Essential Hypertension Part I: Definition and Etiology

Oscar A. Carretero, +1 more
- 25 Jan 2000 - 
- Vol. 101, Iss: 3, pp 329-335
TLDR
This review of current concepts regarding the definition, etiology, and treatment of essential hypertension is intended to aid the clinician in identifying those individuals at high risk who need to undergo evaluation and treatment, as well as in selecting optimal treatment strategies for hypertensive patients with comorbid conditions and/or target organ damage.
Abstract
Essential hypertension remains a major modifiable risk factor for cardiovascular disease (CVD) despite important advances in our understanding of its pathophysiology and the availability of effective treatment strategies.
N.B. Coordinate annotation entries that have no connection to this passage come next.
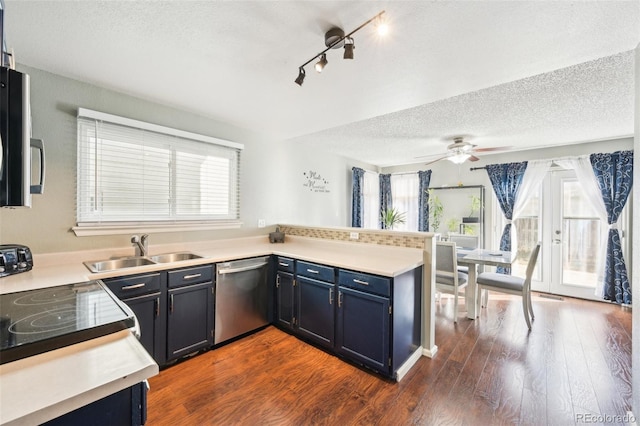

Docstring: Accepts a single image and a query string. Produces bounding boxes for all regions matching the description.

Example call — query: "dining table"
[457,247,516,319]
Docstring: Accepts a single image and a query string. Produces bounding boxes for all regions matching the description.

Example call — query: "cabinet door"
[336,286,391,374]
[276,271,295,328]
[297,276,335,348]
[123,292,166,365]
[167,283,213,360]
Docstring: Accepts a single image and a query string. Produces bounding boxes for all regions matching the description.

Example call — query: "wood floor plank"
[147,295,631,426]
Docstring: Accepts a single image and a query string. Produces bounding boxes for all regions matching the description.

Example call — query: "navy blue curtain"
[589,151,633,305]
[418,170,431,232]
[351,167,364,228]
[378,174,393,229]
[486,161,527,274]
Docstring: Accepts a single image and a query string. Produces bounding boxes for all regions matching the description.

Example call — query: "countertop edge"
[0,330,159,425]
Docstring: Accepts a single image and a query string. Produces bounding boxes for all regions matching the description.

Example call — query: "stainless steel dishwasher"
[214,257,269,344]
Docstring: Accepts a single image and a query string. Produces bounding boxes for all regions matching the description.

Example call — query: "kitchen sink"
[83,252,202,272]
[151,252,202,263]
[84,257,156,272]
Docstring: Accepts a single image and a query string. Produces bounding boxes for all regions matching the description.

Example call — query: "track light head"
[296,10,387,86]
[296,67,306,86]
[316,53,328,72]
[343,37,356,59]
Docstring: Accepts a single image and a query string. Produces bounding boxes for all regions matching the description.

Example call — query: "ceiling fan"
[426,136,511,165]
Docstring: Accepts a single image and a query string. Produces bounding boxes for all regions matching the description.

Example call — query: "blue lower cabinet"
[336,287,391,374]
[275,259,422,378]
[123,292,166,365]
[296,277,335,348]
[276,271,295,329]
[167,282,213,361]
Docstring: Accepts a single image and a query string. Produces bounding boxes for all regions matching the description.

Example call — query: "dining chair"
[476,243,540,330]
[449,234,480,249]
[436,241,469,322]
High blood pressure (BP) increases the risk of CVD for millions of people worldwide, and there is evidence that the problem is only getting worse. In the past decade, age-adjusted rates of stroke incidence have risen, and the slope of the age-adjusted rate of decline in coronary disease has leveled off. The incidence of end-stage renal disease and the prevalence of heart failure have also increased. A major contributor to these trends is inadequate control of BP in the hypertensive population. This review of current concepts regarding the definition, etiology, and treatment of essential hypertension is intended to aid the clinician in identifying those individuals at high risk who need to undergo evaluation and treatment, as well as in selecting optimal treatment strategies for hypertensive patients with comorbid conditions and/or target organ damage. The part of the review that deals with the genetic basis of hypertension and the gene/environment interaction that may lead to elevated BP is still a work in progress. Information gained from the Human Genome Project and from ongoing studies of the genetic basis of hypertension both in animal models and human populations may revolutionize the treatment of hypertension by replacing current empirical therapy with more effective, targeted treatments based on the genotype of the patient. Concepts introduced in this review form the basis for such “pharmacogenomic” approaches to antihypertensive therapy. BP is a quantitative trait that is highly variable1 ; in population studies, BP has a normal distribution that is slightly skewed to the right. There is a strong positive and continuous correlation between BP and the risk of CVD (stroke, myocardial infarction, heart failure), renal disease, …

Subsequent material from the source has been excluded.